Name des Einsprechenden: Oticon A/S
Kammer: 3.5.05
Leitsatz: -
Relevante Rechtsnormen:
European Patent Convention Art 83
Schlagwörter: Ausführbarkeit - (nein): Anspruchsgegenstand nicht über den gesamten beanspruchten Bereich ausführbar
Orientierungssatz:

-

Angeführte Entscheidungen:
T 0149/21
T 0867/21
Anführungen in anderen Entscheidungen:
-

Sachverhalt und Anträge

I. Die Beschwerde richtet sich gegen die Entscheidung der Einspruchsabteilung, das Streitpatent in geänderter Fassung gemäß dem damaligen "Hilfsantrag 1" der Patentinhaberin aufrechtzuerhalten (Artikel 101 (3) a) EPÜ). Die Einspruchsabteilung war insbesondere der Ansicht, dass dieser Hilfsantrag 1 den Erfordernissen von Artikel 54, 56, 83, 123 (2) und 123 (3) EPÜ genüge.

II. In der angefochtenen Entscheidung wurde unter anderem das folgende Dokument herangezogen:

P1: Datenblatt "Flexible Ferrite Sheet For RFID

@13.56MHz", Toda Kogyo Corp., 2012.

III. Am 10. April 2025 fand eine mündliche Verhandlung vor der Kammer statt. Die Schlussanträge der Parteien waren wie folgt:

- Die Beschwerdeführerin (Einsprechende) beantragte, das Streitpatent unter Aufhebung der angefochtenen Entscheidung zu widerrufen.

- Die Beschwerdegegnerin (Patentinhaberin) beantragte, die Beschwerde zurückzuweisen.

Am Ende der mündlichen Verhandlung wurde die Entscheidung der Kammer verkündet.
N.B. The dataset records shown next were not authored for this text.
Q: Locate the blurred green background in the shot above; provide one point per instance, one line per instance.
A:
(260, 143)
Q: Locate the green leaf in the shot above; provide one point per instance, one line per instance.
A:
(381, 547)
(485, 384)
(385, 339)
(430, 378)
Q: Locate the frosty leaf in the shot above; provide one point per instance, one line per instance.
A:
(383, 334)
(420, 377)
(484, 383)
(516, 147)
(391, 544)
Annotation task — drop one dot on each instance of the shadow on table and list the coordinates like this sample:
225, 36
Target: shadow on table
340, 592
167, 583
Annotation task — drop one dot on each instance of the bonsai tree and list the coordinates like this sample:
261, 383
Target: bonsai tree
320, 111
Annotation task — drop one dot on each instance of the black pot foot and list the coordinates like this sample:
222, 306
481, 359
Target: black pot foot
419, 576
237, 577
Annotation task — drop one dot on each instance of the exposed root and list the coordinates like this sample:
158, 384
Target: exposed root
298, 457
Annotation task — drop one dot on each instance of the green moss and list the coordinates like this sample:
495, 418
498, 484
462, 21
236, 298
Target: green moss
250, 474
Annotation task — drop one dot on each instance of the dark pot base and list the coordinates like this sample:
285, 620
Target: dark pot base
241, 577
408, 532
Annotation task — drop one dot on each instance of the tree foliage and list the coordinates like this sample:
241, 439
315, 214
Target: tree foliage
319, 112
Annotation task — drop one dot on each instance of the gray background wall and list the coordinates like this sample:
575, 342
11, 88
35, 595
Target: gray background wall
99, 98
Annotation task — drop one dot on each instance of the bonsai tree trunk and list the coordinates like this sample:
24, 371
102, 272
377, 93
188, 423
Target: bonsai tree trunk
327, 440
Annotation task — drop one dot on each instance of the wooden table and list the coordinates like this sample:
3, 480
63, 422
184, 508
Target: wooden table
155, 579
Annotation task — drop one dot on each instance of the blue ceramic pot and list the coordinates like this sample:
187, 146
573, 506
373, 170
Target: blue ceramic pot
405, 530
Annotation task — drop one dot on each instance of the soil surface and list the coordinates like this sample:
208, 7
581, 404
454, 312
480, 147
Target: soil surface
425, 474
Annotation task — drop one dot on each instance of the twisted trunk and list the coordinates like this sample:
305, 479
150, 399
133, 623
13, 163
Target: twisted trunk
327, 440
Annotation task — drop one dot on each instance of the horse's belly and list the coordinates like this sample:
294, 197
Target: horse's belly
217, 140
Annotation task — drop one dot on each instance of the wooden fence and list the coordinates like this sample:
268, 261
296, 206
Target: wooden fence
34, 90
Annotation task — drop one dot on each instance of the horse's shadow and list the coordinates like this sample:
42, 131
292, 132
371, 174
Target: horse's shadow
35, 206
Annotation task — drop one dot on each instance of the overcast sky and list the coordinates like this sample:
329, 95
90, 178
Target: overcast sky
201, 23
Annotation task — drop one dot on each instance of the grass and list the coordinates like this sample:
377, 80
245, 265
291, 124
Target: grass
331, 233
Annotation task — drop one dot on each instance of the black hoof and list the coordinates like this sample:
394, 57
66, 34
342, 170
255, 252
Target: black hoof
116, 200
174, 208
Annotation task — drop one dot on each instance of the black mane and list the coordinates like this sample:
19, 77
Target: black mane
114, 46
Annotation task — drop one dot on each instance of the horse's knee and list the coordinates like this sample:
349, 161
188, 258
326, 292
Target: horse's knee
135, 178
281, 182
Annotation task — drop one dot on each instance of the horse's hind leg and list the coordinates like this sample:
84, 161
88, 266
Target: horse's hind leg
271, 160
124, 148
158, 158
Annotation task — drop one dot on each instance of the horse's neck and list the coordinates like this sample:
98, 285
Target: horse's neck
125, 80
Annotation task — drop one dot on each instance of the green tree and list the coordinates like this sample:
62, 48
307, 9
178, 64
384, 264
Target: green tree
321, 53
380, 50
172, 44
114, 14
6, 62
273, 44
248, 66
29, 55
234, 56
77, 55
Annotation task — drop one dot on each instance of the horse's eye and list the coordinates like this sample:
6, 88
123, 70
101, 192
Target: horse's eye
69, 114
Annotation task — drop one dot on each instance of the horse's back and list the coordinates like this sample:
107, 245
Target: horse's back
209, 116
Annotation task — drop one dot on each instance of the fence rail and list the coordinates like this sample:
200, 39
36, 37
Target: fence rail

IV. Anspruch 1 des von der Einspruchsabteilung aufrechterhaltenen "Hilfsantrags 1" lautet wie folgt (Merkmalsgliederung durch die Kammer):

a) "Hörgerät (4), insbesondere Hinter-dem-Ohr-Hör-hilfegerät, mit einem wiederaufladbaren Energiespeicher, einer Sende- und/oder Empfangs-einheit (19) mit einem Antennenelement (18) zur drahtlosen Signalübertragung (20) und zur induktiven Energieübertragung (26) zum Laden des Energiespeichers (16),

b) - wobei das Antennenelement (18) als eine Folienstruktur (32) ausgebildet ist, welche den Energiespeicher (16) zumindest abschnittsweise umgreift,

dadurch gekennzeichnet,

c) - dass die Folienstruktur (32) des Antennen-elements (18) aus einem ferro- oder ferrimagnetischen Material ausgebildet ist,

d) - wobei die Folienstruktur (32) ein erstes und ein zweites Folienelement (34, 36) sowie ein drittes Folienelement (38) umfasst,

e) - wobei das erste und zweite Folienelement (34, 36) an gegenüberliegenden Stirnseiten (28) des Energiespeichers (16) angeordnet sind,

f) - wobei das dritte Folienelement (38) einen Umfangsbereich (30) des Energiespeichers (16) übergreift,

g) - wobei das dritte Folienelement (38) einen mit einer Draht- oder Spulenwicklung (42) versehenen Spulenkern (40) des Antennenelements (18) bildet, und

h) - wobei das erste und/oder zweite Folien-element (34, 36) die jeweilige Stirnseite (28) des Energiespeichers (16) zumindest teilweise überdeckt."

Entscheidungsgründe

1. Technischer Hintergrund

1.1 Die vorliegende Erfindung betrifft ein Hörgerät, insbesondere ein "Hinter-dem-Ohr-Hörgerät", welches mit einem Antennenelement zur drahtlosen Funkkommunikation sowie zur induktiven Energieübertragung zur Ladung eines Energiespeichers des Hörgeräts ausgestattet ist. Das Streitpatent geht dabei von der herkömmlichen Situation aus, dass der Ladevorgang aufgrund eines magnetischen Wechselfeldes in den metallischen Schalen des Energiespeichers Wirbelströme induziert, die wiederum eine unerwünschte Wärmeentwicklung bedingen.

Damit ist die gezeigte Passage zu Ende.